Ha confesado que de no haber presenciado una luz en el rostro de sus dos hijos, entonces niños, Beau y Hunter, sobrevivientes del fatal  accidente  en el que murió su primera esposa, Noelia, y su hija, Naomi, se habría refugiado en el que  Camus define como el único problema filosófico irresuelto: el suicidio

“Empecé a comprender como la desesperación lleva la gente a liquidarlo todo, cómo el suicidio no era sólo una opción sino una opción racional. Pero miraba a Beau y Hunter dormidos y me preguntaba qué temores tendrían ellos en sus sueños  y quién les explicaría mi ausencia. Y supe que no tenía más opción que luchar para seguir vivo”.

Se volvió a matrimoniar, agregó una nueva hija a la familia, para volver a tener tres, sintiendo que Dios le había bendecido de nuevo, pero volvió a experimentar otra pérdida: la de su hijo mayor, Beau. Ya no habrían hijos pequeños a los que les desampara su ausencia, pero sí una nación y un electorado que depositaban fe en él, y veía en su testimonio de resiliencia un norte a seguir.

Senador en varios períodos y dos veces vicepresidente con Barack Obama, sólo le faltaba por alcanzar la presidencia de la República, y aunque la edad y los golpes de la vida mostraban claramente sus estragos, se lanzó tras ella y la alcanzó. ¿En cuáles condiciones?

En unas muy precarias, su terrible adversario fue más votado en la búsqueda de la reelección que en la primera elección, y jamás le consintió el honor de reconocer su victoria. Por el contrario se ha mantenido denunciándola  como un fraude y protagonizó una vergonzosa y peligrosa manifestación de desconocimiento.

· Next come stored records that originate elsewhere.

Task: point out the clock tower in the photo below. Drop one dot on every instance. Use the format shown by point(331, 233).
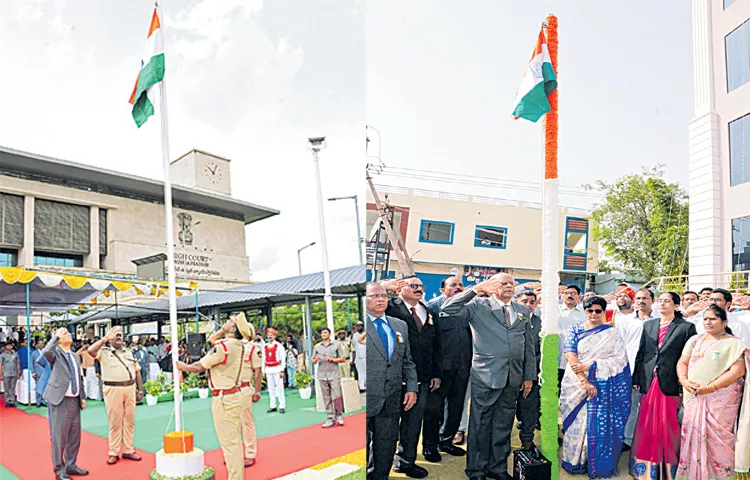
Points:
point(202, 170)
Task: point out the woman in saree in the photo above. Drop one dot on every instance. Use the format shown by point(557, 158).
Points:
point(595, 395)
point(656, 442)
point(712, 372)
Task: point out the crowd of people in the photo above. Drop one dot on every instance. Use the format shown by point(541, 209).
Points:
point(659, 376)
point(463, 366)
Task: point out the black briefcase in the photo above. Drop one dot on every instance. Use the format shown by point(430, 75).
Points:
point(531, 465)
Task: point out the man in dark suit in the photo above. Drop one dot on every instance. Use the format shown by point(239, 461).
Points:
point(389, 366)
point(504, 363)
point(528, 409)
point(424, 340)
point(66, 397)
point(455, 347)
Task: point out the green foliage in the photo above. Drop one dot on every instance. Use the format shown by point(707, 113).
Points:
point(302, 379)
point(642, 224)
point(153, 388)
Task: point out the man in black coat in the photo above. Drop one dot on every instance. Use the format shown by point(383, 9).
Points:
point(424, 343)
point(445, 405)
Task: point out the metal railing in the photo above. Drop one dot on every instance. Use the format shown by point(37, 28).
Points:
point(734, 282)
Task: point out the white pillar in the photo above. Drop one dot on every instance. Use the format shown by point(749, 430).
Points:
point(704, 165)
point(26, 253)
point(92, 259)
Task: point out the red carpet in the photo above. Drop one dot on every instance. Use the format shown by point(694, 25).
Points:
point(25, 450)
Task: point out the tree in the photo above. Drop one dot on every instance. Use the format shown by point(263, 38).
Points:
point(642, 224)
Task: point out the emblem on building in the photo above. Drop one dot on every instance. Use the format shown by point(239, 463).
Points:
point(186, 223)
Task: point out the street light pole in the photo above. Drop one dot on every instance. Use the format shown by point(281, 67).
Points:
point(316, 145)
point(356, 215)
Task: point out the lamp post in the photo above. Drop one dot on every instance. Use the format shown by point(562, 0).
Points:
point(316, 144)
point(356, 215)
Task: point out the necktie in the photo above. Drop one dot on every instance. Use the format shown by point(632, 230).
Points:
point(417, 320)
point(73, 376)
point(383, 335)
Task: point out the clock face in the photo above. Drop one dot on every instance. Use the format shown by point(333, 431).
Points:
point(212, 172)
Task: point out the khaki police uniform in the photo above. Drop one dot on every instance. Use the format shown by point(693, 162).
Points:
point(329, 377)
point(253, 359)
point(119, 369)
point(224, 363)
point(346, 351)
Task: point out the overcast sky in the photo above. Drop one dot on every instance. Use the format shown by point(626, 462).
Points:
point(442, 77)
point(247, 80)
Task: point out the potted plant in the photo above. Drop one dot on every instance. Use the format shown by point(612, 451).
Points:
point(303, 381)
point(203, 387)
point(192, 382)
point(153, 390)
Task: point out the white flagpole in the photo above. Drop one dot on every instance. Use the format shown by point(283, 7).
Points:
point(170, 240)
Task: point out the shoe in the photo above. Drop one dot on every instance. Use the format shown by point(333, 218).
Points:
point(451, 449)
point(76, 471)
point(413, 471)
point(431, 455)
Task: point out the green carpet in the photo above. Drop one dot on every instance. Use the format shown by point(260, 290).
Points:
point(5, 474)
point(151, 423)
point(550, 401)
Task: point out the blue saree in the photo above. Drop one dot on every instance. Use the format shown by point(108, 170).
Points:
point(594, 428)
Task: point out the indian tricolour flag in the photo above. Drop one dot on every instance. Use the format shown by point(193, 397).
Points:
point(538, 82)
point(152, 72)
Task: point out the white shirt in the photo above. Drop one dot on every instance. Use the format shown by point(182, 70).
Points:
point(736, 322)
point(568, 318)
point(421, 311)
point(630, 328)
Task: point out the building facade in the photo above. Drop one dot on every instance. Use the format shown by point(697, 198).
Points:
point(480, 236)
point(719, 142)
point(56, 214)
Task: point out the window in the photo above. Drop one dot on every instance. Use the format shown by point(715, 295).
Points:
point(490, 237)
point(57, 259)
point(741, 243)
point(431, 231)
point(8, 258)
point(737, 45)
point(575, 253)
point(739, 158)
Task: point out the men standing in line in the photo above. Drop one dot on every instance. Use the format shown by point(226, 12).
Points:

Como en la historia la narración está a cargo de los vencedores, Biden aspiró  a demostrar que había ganado legítimamente y a tratar de enorgullecer a los estadounidenses de su elección, y eso lo haría legando paz y prosperidad.

Aprovechó la negociación que había hecho su antecesor con los talibanes en Afganistán y concluyó con veinte años de ocupación militar de los Estados Unidos en ese país, entendiendo que ya era una presencia a la que no le esperaba otra cosa que desgaste a un alto costo económico.

Había ganado en el apogeo mortal de una pandemia sanitaria con alta letalidad y graves secuelas, y la enfrentó en sus dos planos. Vacunó masivamente y puso miles de millones de dólares en los bolsillos de las familias cuya actividad productiva había quedado menguada por la nueva peste.

Pero la sobre liquidez acarreó un desborde inflacionario agravado por algo con lo que no esperaba toparse: con los efectos de una guerra que aunque no es directa contra los Estados Unidos, le atañe en primer orden: la invasión de Vladimir Vladimirovich Putin contra Ucrania. En el ínterin cosecha una victoria: la muerte de Ayman al Zawahiri,  sucesor de Osama Bin Laden en Al Qaeda, pero la imprudente visita de Nancy Pelosi a Taiwán quita impacto a ese logro, e intensifica el conflicto en otro frente.